I'm getting through a HCF problem and I'm having trouble taking the primes and determining what way to string them to sum up to the HCF. Here's what I have
270 and 900 are the targets
270 = 2 X 3 X 3 X 3 X 5
900 = 2 X 2 X 3 X 3 X 5 X 5
The HCF is 90, I came to that conclusion by repeatedly guessing combinations of the prime factors, I got the answer but there was no logic or process to it. Where do I go from the stage I'm at to the answer?

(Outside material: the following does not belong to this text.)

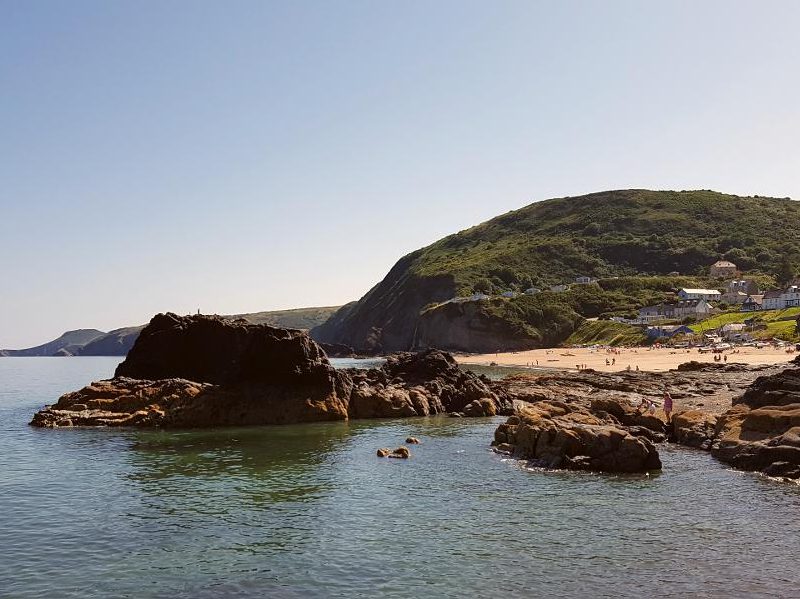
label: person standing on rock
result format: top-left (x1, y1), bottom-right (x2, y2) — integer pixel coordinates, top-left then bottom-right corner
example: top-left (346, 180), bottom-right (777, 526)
top-left (663, 392), bottom-right (673, 423)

$$270 = 2^\color{blue}{1}\times 3^3\times 5^{\color{blue}{1}}$$ $$900 = 2^2\times 3^{\color{blue}{2}}\times 5^2$$
You ask how to find the HCF (also notated as the gcd) of $270$ and $900$? You can do this by inspection by looking at the prime factorizations and taking as many copies of each prime as the number who had the fewer of that prime present. Here, $2$ appears in $270$ once and twice in $900$ so we will use just one copy of $2$. $3$ appears three times in $270$ and twice in $900$ so we'll use two copies of $3$. Similarly $5$ once in $270$ and twice in $900$ so we'll use one copy of $5$. These are the only primes in use, giving a final answer of $2\times 3\times 3\times 5 = 90$.
$$90 = 2^\color{blue}{1}\times 3^\color{blue}{2}\times 5^\color{blue}{1}$$
Recall that a prime missing from one of the numbers is equivalent to the prime appearing with its power equal to zero
A more formal method is the Euclidean Division Algorithm.

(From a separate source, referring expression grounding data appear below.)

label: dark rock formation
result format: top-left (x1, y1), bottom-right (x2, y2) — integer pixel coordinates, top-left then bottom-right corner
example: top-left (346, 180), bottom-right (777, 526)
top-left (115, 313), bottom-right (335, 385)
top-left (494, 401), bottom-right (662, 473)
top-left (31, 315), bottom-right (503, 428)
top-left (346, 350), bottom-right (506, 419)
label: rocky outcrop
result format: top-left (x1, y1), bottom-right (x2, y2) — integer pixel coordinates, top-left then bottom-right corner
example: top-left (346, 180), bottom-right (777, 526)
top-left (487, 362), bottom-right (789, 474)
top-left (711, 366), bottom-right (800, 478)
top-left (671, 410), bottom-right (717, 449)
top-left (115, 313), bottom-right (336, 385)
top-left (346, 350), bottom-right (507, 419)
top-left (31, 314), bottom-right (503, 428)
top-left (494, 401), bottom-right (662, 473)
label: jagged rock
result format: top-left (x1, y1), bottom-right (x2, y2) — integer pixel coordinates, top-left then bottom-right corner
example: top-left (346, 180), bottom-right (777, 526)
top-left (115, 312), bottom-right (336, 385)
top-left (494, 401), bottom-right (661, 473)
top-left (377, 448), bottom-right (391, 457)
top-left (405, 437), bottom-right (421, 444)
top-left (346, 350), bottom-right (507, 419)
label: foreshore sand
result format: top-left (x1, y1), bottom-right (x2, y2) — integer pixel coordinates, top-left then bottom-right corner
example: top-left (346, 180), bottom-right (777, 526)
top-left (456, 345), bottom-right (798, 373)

Starting with $900$ and $270$ we ask what the largest integer multiple is of $270$ (the smaller) which is smaller than $900$ (the larger). That would be $3\times 270 = 810$. Since we know (with $a\neq b$) that $\gcd(a,b)=\gcd(a-b,b)$ this implies that $\gcd(900,270)=\gcd(900-3\cdot 270,270)=\gcd(90,270)$. From there it is clear that $90$ is a divisor of $270$ and so the HCF is $90$ itself.